Goldman Sachs has agreed to pay $3.15bn to buy back mortgage-backed securities from US home finance giants Fannie Mae and Freddie Mac, resolving federal claims that the bank sold the agencies faulty mortgage bonds
The repurchase represents a premium of about $1.2bn (£724m, €906m) and it settles Federal Housing Finance Agency (FHFA) allegations that the bank misreported the quality of the investments sold to both government-backed agencies.
The deal forestalls a 29 September trial in a pair of lawsuits filed by the FHFA against the Wall Street giant.

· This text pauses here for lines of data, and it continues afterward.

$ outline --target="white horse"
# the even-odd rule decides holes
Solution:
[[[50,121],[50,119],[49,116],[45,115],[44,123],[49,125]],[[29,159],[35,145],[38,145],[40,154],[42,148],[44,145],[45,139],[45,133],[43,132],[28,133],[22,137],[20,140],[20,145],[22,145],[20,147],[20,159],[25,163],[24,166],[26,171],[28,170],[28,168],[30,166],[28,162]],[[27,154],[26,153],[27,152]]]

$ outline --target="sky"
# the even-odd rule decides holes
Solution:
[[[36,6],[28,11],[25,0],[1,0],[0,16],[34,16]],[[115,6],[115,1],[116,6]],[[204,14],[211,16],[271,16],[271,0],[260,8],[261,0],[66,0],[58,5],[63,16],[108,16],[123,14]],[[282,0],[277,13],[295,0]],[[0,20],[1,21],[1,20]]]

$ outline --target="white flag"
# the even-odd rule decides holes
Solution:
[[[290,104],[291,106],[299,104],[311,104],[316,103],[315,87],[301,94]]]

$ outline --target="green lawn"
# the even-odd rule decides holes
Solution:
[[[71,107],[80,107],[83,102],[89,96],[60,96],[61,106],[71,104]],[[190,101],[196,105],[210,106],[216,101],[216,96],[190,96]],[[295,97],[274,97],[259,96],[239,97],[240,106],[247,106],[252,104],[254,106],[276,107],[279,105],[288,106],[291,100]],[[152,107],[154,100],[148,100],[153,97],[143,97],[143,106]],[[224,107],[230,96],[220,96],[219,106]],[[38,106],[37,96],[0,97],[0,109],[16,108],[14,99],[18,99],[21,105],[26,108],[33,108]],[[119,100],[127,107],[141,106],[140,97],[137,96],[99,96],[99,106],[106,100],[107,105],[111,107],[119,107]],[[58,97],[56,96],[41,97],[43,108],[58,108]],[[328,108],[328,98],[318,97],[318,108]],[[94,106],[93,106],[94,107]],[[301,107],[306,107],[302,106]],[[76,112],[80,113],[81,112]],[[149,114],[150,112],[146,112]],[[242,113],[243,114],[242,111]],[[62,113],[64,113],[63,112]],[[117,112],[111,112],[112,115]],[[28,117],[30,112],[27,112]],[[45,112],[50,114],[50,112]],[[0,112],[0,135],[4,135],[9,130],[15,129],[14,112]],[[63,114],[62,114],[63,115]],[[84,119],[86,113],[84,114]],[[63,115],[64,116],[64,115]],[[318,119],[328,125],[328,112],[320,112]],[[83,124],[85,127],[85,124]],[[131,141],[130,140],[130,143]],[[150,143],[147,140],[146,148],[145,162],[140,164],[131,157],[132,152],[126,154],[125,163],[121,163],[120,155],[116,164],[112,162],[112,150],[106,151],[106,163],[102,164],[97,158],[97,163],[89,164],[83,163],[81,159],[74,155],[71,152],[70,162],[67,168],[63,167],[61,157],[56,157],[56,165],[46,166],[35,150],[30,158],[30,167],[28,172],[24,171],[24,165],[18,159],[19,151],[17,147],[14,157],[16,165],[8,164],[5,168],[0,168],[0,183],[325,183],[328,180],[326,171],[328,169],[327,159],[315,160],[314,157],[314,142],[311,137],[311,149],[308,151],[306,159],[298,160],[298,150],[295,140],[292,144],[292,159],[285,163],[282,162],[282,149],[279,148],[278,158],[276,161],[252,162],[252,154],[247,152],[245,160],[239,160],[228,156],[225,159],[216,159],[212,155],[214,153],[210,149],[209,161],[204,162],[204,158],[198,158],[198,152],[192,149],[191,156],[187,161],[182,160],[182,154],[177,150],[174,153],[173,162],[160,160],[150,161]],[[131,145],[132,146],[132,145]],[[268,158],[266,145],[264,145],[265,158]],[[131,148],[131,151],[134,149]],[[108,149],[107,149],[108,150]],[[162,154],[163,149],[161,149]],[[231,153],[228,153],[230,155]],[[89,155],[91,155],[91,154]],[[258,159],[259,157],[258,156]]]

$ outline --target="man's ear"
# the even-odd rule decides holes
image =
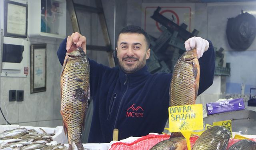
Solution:
[[[116,57],[118,58],[118,50],[117,50],[117,48],[116,48]]]
[[[150,48],[148,48],[148,50],[147,50],[147,52],[146,52],[146,59],[148,59],[148,58],[149,58],[149,56],[150,56]]]

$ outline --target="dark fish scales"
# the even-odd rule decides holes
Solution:
[[[186,143],[183,138],[170,138],[158,143],[150,150],[182,150],[187,147]]]
[[[90,66],[84,51],[74,45],[66,54],[60,83],[60,112],[69,149],[84,150],[81,133],[90,98]]]
[[[197,139],[192,150],[225,150],[231,133],[221,126],[214,126],[204,131]]]
[[[242,140],[233,144],[228,150],[256,150],[256,142],[248,140]]]

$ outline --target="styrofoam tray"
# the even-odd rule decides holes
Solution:
[[[68,147],[68,144],[64,144],[64,145]],[[83,144],[84,150],[108,150],[110,147],[109,143],[86,143]]]
[[[41,128],[47,133],[54,133],[55,135],[52,136],[54,141],[57,143],[63,144],[68,143],[66,135],[65,135],[63,126],[57,126],[56,128],[40,127],[31,126],[22,126],[19,125],[6,125],[0,124],[0,133],[9,130],[13,130],[19,128],[25,128],[28,130],[34,129],[39,133],[42,133],[42,131],[39,129]]]

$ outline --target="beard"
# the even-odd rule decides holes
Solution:
[[[127,58],[136,60],[136,63],[130,66],[124,64],[124,60]],[[118,58],[118,64],[121,69],[124,72],[129,74],[134,73],[143,68],[146,65],[146,55],[145,55],[141,61],[139,61],[138,58],[135,57],[126,57],[122,58],[121,60]]]

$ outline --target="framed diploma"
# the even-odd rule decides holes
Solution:
[[[46,44],[30,45],[30,93],[46,90]]]
[[[28,5],[6,0],[4,11],[4,35],[26,38]]]

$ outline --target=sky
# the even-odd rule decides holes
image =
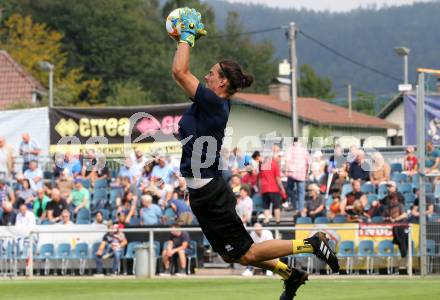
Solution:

The FHFA continues to litigate against three other banks: HSBC North America Holdings, Nomura Holding America and The Royal Bank of Scotland Group.
The FHFA said in a statement that the accord "...effectively makes Fannie Mae and Freddie Mac whole on their investments in the securities at issue..."
"This is the sixteenth settlement reached in the 18 PLS lawsuits FHFA filed in 2011. Three cases remain outstanding and FHFA is committed to satisfactory resolution of those actions," the FHFA added.
Goldman Sachs said in a statement: "The costs of resolving these matters are substantially covered by reserves as of the second-quarter of 2014."
In July, US watchdog, the Financial Industry Regulatory Authority (Finra), fined Goldman Sachs $800,000 for failing to prevent hundreds of thousands of automated trades taking place on its platforms at lower quoted prices than could be got elsewhere.
Finra said Goldman had executed disadvantageous "trade throughs" on its dark pool trading platform Sigma-X.
Finra confirmed in a statement that it fined Goldman's clearing subsidiary for failing to have reasonably designed written policies and procedures in place to prevent thousands of stock market trades being executed at lower prices than they would have at other exchanges.
The case is Federal Housing Finance Agency versus Goldman, Sachs & Co et al, US District Court, Southern District of New York, No 11-06198.